2.2. Measurement of whole-body insulin resistance
Whole-animal insulin resistance was assessed using a euglycemic–hyperinsulinemic clamp, as described previously [17]. This procedure involves the simultaneous intravenous infusion of insulin (to inhibit endogenous hepatic production) and glucose; the quantity of exogenous glucose required to maintain euglycemia is a reflection of the net sensitivity of target tissues (mainly skeletal muscle) to insulin. Briefly, after infusion of vehicle or IL for 3 h, animals were anesthetized with sodium pentobarbital (Somnotol; 65 mg/kg) and a cannula inserted into the left jugular vein. Insulin (Humulin R; 3 mU/min/kg) and D-glucose (50%) were continuously delivered for 2 h, with the glucose infusion started 4 min after commencement of insulin infusion. At regular intervals, a drop of blood taken from the tail vein was analyzed for glucose (using a glucometer: AccuSoft Advantage). The glucose infusion rate was adjusted accordingly to maintain euglycemia.

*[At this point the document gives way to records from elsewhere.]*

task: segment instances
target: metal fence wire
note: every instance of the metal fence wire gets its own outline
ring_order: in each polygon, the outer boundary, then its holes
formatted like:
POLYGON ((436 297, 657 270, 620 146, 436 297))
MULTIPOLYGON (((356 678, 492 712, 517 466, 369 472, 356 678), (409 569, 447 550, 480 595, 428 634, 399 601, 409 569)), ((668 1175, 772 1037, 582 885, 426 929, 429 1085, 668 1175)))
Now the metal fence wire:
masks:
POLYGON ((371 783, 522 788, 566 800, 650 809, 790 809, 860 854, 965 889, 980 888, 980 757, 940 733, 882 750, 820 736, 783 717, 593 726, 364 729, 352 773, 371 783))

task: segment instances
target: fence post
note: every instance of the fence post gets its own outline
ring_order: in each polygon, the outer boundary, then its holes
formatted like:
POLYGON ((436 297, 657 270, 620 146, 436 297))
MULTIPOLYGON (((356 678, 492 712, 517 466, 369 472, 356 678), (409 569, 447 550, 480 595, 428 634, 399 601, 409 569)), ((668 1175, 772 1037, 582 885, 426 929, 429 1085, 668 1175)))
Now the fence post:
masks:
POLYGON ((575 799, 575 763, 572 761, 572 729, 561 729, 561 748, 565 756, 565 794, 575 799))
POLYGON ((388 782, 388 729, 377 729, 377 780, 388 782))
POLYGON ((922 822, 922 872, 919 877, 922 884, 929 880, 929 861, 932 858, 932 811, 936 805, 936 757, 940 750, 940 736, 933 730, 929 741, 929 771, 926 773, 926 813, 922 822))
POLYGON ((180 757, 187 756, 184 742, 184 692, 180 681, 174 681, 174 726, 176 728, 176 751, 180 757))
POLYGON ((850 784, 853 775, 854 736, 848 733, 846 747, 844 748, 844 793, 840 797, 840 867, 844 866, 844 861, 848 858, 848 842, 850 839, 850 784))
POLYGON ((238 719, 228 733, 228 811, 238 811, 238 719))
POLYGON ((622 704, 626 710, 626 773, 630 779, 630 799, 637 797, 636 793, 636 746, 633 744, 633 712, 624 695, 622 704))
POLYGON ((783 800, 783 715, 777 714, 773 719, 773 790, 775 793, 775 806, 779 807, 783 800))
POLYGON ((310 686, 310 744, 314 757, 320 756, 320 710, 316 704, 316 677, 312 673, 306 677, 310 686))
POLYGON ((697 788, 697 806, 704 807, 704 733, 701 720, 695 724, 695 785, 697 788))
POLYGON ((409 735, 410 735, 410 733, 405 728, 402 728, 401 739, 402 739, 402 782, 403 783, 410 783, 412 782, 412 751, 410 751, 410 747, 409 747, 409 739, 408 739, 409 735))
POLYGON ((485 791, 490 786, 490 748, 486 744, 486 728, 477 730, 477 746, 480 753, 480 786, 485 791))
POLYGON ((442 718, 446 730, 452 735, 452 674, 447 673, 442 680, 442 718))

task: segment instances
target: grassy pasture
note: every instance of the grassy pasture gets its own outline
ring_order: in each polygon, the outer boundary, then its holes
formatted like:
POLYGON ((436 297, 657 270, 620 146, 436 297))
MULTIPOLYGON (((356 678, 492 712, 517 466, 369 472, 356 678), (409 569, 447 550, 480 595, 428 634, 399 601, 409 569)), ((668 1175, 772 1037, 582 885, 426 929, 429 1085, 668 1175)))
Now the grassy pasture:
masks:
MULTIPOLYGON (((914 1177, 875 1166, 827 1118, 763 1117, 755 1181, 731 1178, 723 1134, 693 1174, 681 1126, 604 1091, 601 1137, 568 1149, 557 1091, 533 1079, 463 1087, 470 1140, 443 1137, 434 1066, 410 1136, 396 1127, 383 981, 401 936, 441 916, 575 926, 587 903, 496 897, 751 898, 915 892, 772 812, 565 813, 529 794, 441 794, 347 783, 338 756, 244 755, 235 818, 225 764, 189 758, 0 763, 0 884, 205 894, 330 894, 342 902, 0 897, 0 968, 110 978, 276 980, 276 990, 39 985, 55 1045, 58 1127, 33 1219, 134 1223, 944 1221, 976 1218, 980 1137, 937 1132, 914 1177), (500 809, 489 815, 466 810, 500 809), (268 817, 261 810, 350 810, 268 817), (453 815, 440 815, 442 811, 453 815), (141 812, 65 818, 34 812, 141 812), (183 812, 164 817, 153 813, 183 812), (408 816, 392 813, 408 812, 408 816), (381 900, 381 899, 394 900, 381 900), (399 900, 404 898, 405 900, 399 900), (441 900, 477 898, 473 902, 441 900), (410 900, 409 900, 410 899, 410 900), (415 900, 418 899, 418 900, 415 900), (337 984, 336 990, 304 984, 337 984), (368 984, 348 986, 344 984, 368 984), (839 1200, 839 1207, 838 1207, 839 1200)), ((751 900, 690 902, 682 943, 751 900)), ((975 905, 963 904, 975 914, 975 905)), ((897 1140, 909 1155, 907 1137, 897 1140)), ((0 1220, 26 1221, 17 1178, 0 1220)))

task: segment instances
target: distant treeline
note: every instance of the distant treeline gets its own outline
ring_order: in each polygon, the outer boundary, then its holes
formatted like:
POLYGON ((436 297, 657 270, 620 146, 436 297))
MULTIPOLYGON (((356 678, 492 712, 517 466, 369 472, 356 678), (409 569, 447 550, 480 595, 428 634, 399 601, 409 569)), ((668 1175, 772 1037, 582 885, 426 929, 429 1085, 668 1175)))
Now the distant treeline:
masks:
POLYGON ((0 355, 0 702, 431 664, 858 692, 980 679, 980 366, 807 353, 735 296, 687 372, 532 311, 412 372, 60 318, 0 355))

2.3. Quantification of TG and FA
Total lipids were extracted from plasma and heart, and solubilized in chloroform–methanol–acetone–hexane (4:6:1:1 vol/vol/vol/vol). Separation of TG and FA was achieved with an HPLC (2690 Alliance HPLC, Waters, Milford, MA). FAs were quantified as their respective methyl esters, with heptadecaenoic acid (17:0) used as the internal standard, with a Varian 3400 gas–liquid chromatograph equipped with a flame ionization detector, a Varian Star data system, and an SP-2330 capillary column (30 mx0.25 mm ID; Supelco, Bellefonte, PA).
2.4. Plasma LPL activity
Plasma LPL activities following vehicle and IL infusion were determined as described previously [18]. Briefly, blood samples were collected at 1 h intervals during IL infusion, and plasma was separated and stored at –70 °C until assayed for LPL activity. Plasma lipase activity was determined by first measuring total lipase (hepatic+LPL) activity in 5 µl of plasma sample. Hepatic lipase activity was measured by incubating plasma with 1 M NaCl (at room temperature for 10 min before exposure to substrate), and conducting the assay in the absence of apolipoprotein CII [19], to suppress LPL activity. Plasma LPL activity was calculated as the difference between total and hepatic lipase activity.

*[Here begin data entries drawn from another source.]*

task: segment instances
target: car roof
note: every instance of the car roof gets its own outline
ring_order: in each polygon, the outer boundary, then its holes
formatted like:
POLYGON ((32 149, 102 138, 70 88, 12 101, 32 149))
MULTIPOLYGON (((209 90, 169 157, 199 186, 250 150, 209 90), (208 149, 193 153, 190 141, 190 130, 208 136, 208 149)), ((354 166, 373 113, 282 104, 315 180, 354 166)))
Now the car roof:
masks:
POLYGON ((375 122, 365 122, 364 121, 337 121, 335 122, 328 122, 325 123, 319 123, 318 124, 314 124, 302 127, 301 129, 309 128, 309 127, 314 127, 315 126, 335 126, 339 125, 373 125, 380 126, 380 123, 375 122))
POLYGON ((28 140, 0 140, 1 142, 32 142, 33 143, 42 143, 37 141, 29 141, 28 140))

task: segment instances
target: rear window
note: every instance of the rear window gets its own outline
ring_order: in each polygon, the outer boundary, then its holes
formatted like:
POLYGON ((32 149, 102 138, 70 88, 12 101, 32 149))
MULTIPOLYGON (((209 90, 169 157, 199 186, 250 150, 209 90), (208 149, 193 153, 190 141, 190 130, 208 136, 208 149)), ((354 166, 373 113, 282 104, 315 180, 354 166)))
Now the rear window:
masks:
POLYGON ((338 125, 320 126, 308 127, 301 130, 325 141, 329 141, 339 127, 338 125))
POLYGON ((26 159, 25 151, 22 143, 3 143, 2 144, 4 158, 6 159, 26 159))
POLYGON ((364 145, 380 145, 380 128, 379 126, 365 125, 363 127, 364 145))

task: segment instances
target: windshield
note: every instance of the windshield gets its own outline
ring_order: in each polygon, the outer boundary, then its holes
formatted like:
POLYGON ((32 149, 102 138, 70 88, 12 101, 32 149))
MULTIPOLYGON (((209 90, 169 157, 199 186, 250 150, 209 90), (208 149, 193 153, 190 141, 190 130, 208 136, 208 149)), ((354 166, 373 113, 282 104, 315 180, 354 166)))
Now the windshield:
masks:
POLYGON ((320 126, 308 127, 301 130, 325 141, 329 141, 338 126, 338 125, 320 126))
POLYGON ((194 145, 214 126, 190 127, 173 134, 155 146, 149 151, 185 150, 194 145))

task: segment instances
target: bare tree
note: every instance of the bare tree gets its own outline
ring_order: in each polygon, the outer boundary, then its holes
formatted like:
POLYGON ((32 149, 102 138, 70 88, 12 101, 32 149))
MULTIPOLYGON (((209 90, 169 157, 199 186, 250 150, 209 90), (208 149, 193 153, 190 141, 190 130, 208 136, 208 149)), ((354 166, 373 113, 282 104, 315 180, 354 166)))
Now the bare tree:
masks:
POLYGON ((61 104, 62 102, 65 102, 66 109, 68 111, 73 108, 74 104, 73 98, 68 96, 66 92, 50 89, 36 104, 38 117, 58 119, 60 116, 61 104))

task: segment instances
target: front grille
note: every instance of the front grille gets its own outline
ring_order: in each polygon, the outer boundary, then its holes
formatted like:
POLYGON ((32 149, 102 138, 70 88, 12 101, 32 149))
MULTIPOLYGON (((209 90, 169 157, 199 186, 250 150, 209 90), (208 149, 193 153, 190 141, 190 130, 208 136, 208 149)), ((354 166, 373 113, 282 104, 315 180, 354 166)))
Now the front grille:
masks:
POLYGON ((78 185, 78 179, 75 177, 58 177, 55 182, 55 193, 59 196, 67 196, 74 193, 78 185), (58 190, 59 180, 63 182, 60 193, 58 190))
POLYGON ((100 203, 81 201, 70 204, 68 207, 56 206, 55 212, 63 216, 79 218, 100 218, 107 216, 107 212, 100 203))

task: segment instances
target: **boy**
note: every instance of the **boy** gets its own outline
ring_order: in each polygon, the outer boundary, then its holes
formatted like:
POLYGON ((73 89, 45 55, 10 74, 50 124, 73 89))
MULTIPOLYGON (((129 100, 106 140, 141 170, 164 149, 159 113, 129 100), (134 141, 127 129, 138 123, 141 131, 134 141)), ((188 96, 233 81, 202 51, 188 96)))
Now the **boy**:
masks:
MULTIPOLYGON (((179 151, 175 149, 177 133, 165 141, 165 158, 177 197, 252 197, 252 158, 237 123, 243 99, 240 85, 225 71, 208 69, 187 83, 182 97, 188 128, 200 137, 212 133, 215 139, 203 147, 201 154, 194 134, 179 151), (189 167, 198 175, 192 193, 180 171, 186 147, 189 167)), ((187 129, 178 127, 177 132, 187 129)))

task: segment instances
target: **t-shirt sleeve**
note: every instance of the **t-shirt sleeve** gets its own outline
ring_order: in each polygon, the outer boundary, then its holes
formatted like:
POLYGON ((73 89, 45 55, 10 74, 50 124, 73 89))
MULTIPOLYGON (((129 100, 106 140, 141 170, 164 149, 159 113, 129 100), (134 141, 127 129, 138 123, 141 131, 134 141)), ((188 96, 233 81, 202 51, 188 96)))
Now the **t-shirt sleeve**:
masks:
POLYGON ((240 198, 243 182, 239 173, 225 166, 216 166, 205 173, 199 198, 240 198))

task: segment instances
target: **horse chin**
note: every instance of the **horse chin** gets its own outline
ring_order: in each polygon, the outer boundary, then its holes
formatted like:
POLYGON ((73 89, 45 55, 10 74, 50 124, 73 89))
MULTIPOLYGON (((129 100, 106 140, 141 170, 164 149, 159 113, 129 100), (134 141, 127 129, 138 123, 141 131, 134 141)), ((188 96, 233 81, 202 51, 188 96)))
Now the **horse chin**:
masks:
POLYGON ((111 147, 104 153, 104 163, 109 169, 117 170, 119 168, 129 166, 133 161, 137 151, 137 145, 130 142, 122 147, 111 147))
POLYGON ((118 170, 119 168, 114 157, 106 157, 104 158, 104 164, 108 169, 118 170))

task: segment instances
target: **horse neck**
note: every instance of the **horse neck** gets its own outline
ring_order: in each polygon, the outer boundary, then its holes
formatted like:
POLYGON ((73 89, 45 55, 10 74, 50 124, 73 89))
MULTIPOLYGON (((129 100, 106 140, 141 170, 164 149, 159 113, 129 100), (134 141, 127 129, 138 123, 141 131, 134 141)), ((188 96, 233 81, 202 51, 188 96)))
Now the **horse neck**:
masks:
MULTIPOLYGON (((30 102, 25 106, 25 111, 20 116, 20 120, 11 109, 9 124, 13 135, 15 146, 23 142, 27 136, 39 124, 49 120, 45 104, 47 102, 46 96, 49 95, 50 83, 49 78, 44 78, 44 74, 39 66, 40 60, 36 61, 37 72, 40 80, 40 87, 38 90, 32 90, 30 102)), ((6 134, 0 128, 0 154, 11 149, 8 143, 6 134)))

2.5. Isolated heart perfusion and LPL activity
At termination, hearts from the different groups were removed and immersed in cold (4 °C) Krebs HEPES buffer containing 10 mM glucose (pH 7.4). After the aorta was cannulated and tied below the innominate artery, hearts were perfused retrogradely by the nonrecirculating Langendorff technique as described previously [17]. Perfusion fluid was continuously gassed with 95% O2/5% CO2 in a double-walled, water-heated chamber maintained at 37 °C with a temperature-controlled circulating water bath. The flow rate was controlled at 7–8 ml/min. Perfusion solution was then changed to buffer containing 1% fatty acid-free BSA and heparin (5 units/ml) to determine endothelium-bound LPL. Coronary effluent was collected in timed fractions over 10 min, and assayed for LPL activity by measuring the hydrolysis of a sonicated [3H]triolein substrate emulsion [17].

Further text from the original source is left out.